Creation of the Pacer

To begin the saga of larger motorhomes such as the Pacer, we need to step back in time. Eight additional Bedford CF chassis were obtained directly by Kennis Caravans in 1985. They were stretched, and new Ford V6 engines installed, with manual gearboxes − and the first WJ Pacer was born. When the prototype was featured in the Caravan & Outdoor Life magazine, they were all sold within a few days.

Only in 1992 did the Pacer re-appear, built by WJ on a Nissan V6 3L bakkie. Kennis purchased the bakkies and had the chassis chopped off directly behind the cab, and a complete, new, wider and longer chassis was designed and fitted, with a wider rear axle.

This new concept was revolutionary – the same size as the Elite 6500 but much cheaper because of the Nissan donor chassis. These Pacers were available with two double beds, a bathroom with shower and toilet, a well-equipped kitchen, and a nice dinette that could also convert to a single bed. A year later, the Toyota 4.1L V6 chassis was used, because the Nissan chassis could not handle the extra weight. Production continued until the year 2000.

Sunseeker: Class C Motorhome

In 1999, the pioneers in the motorhome industry, Gerdus & Hannecke Theron, designed and built their own fibreglass motorhome body onto a Mercedes-Benz Sprinter chassis, called the Sunseeker 2000. They also extended the wheelbase of the Mercedes to accommodate a bigger body.

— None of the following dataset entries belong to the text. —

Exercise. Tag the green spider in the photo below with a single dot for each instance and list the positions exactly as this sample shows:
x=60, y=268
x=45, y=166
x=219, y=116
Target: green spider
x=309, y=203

The Sunseeker was a class C motorhome with a separate cab, and therefore did not require the expensive moulds as the Elite, and therefore could be built at a more affordable price.

This Sunseeker was the first truly South African motorhome, and the Theron’s manufactured quite a number of them before they retired. They were taken over by another couple, Kobus & Elzabe Delport, and they built quite a few more. The Sunseeker 2000 was marketed until 2005, by which time the new Sprinter shape had become available, and the Sunseeker 3000 was launched. This model was also very popular, and many of them were built before Kobus retired.

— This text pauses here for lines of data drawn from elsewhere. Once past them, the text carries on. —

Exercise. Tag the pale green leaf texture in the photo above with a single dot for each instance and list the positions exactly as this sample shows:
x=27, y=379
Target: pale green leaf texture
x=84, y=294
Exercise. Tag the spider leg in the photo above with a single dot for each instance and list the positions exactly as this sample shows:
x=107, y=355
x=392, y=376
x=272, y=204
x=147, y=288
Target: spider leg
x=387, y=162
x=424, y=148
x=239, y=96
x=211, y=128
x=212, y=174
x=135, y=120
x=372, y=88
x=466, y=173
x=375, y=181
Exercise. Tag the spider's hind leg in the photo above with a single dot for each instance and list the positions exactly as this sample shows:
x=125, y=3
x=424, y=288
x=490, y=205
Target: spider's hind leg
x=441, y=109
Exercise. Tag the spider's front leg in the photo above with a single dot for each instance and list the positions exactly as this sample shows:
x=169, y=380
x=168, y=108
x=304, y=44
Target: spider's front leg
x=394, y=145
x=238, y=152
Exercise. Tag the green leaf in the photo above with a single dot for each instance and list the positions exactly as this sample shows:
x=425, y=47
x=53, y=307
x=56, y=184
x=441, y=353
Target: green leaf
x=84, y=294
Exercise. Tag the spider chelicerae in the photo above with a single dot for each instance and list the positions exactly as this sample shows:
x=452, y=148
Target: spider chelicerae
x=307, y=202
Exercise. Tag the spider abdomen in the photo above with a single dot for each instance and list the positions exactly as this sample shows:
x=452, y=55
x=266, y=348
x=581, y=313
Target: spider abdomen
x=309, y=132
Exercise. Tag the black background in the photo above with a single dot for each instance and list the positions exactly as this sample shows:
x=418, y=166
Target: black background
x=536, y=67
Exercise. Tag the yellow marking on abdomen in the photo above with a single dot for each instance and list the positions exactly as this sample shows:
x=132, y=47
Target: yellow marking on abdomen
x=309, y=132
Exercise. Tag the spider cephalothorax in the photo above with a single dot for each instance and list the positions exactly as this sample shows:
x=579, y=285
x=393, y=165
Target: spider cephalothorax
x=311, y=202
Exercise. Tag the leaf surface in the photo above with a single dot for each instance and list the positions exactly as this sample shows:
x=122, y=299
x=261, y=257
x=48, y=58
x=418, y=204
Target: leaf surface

In 2000, a completely new factory was built by a consortium of local businessmen in Vereeniging, to build a motorhome body on a Mercedes-Benz Sprinter 413/416 chassis, the Nomadik.

Shaping the Future: Advancements and Changes

To read about all the latest caravan and motorhome developments within our industry, that were launched recently at the Caravan Overland Show in Gauteng, please click on this link.

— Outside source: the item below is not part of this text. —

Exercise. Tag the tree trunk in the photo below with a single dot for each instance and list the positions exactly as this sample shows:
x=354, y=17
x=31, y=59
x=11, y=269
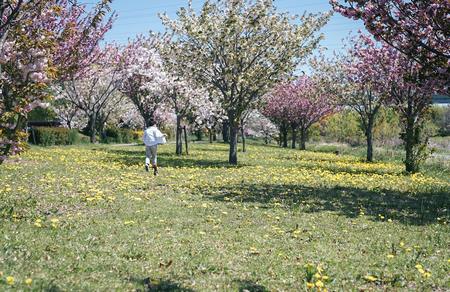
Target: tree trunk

As South Africa continues to evolve, so too does the landscape of caravanning and motorhoming. Advancements in technology, shifts in consumer preferences, and changes in environmental consciousness are reshaping the industry in profound ways.

One notable trend is the growing popularity of eco-friendly and sustainable travel options. With increasing awareness of environmental issues, many travellers are seeking out caravans and motorhomes equipped with solar panels, energy-efficient appliances, and waste recycling systems. Manufacturers are responding to this demand by incorporating eco-friendly features into their designs, helping to reduce the carbon footprint of leisure travel.

Another emerging trend is the rise of digital connectivity on the road. As more travellers rely on smartphones, tablets, and laptops to stay connected, caravans and motorhomes are being equipped with high-speed internet access, satellite television, and smart home technology. This allows travellers to stay connected with friends and family, stream their favourite shows, and control their on-board systems with ease.

The future of caravanning and motorhoming in South Africa also holds promise for innovative design and customisation. With advances in computer-aided design and manufacturing, manufacturers can create bespoke vehicles tailored to individual preferences and needs. From compact camper vans to luxurious motorhomes, the possibilities are endless for travellers seeking a truly unique experience on the road.

In conclusion, the history of caravanning and motorhoming in South Africa is a testament to the enduring spirit of exploration and adventure. From humble beginnings to modern innovations, the industry has evolved in remarkable ways, shaping the way we experience our world. As we look to the future, the possibilities for caravanning and motorhoming are boundless, offering travellers new opportunities to discover the beauty of South Africa and beyond.